Güncel İletişim Çalışmaları 1
1. GİRİŞ
Sinema geniş kitlelere hitap etmesi ve dokunması bakımından, günümüzdeki en etkili kitle iletişim araçlarından biridir. Sinema konusu bakımından pek çok çeşidi içinde bulunduran, zengin ve çok fazla türü ile alt türü bulunan bir görsel ve işitsel sanat dalıdır.
Sinema, “geçmişte ve şimdide gücün temsillerinin ortaya konduğu bir sanattır. Sinema, görüntüleri sayesinde geçmişte yaşananları, şimdiki zamanı ve hatta geleceği gözler önüne serebilmektedir” şeklinde tanımlanıyor (Tülüce,b.t).

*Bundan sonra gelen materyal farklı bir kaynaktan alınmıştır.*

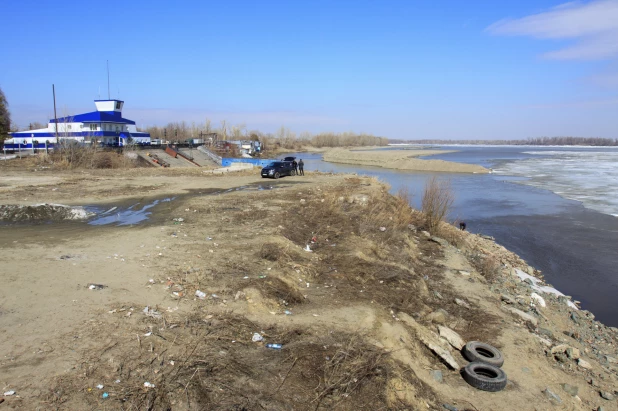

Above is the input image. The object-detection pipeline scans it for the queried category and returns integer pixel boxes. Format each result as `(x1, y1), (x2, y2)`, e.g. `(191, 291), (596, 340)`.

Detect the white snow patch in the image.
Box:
(515, 268), (579, 310)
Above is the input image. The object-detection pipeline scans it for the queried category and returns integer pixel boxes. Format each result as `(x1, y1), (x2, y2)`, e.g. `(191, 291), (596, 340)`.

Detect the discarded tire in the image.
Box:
(462, 341), (504, 368)
(461, 362), (506, 392)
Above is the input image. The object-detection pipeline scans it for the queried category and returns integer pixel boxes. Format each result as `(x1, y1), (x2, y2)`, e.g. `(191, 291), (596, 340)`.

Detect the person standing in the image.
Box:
(292, 160), (298, 176)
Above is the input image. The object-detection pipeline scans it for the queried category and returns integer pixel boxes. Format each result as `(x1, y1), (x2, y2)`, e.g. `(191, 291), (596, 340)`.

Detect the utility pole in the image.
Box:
(52, 84), (58, 144)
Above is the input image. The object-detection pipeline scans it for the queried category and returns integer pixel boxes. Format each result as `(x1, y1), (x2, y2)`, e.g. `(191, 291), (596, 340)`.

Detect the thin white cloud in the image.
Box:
(486, 0), (618, 60)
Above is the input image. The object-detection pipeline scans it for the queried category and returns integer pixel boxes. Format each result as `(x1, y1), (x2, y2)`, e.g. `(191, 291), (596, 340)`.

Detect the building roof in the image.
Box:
(49, 111), (135, 124)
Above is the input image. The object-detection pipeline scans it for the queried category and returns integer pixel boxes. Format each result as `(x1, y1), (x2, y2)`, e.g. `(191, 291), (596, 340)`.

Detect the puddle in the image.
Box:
(0, 183), (277, 226)
(88, 197), (176, 226)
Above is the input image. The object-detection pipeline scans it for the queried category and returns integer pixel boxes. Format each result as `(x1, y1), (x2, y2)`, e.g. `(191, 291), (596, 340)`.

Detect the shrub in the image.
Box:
(421, 176), (455, 234)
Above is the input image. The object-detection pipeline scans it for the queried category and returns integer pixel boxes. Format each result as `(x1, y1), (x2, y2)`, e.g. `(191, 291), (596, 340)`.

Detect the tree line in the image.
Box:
(389, 137), (618, 146)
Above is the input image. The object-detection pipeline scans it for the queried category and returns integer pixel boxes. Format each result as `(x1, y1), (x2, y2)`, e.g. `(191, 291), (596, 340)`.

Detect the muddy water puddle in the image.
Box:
(0, 183), (280, 227)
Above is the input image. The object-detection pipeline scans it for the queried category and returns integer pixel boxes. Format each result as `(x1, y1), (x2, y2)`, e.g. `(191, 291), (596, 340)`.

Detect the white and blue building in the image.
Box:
(4, 100), (150, 151)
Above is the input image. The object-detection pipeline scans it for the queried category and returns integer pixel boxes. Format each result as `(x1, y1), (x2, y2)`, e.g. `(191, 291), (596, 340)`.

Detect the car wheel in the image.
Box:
(462, 341), (504, 368)
(461, 362), (506, 392)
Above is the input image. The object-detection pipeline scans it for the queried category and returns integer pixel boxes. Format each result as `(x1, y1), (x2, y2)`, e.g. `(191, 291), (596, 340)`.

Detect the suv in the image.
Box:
(261, 161), (294, 178)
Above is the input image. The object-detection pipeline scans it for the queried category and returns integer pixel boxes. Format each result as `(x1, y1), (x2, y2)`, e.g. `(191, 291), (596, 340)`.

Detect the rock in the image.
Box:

Sinema’nın icadına ve dünya tarihini değiştirmesine gelmeden önce sinemanın icadına yol açan ve bu sürecin zeminini hazırlayan buluşlar bilinmelidir. Böylelikle dünyayı etkileyen ve 7. Sanat olarak anılan sinema daha kolay bir biçimde anlaşıla bilinecektir.
Bu icatların başında ise fotoğraf makinesi gelmektedir. Fotoğraf makinesi ilk olarak 1826 yılında çeşitli kimyasallar kullanılması ile resim elde edilmesine imkân veren bir alet olarak dünyanın karşısına çıkmıştır. Fotoğraf makinesi, Joseph Niepce tarafından icat edilmiştir (www.iienstitu.com, 07.05.2021). Joseph Niepce tarafından icat edilen makine büyük ses getirmiş ve kimsenin tahmin edemeyeceği olaylar sıralamasının yolunu açmıştır.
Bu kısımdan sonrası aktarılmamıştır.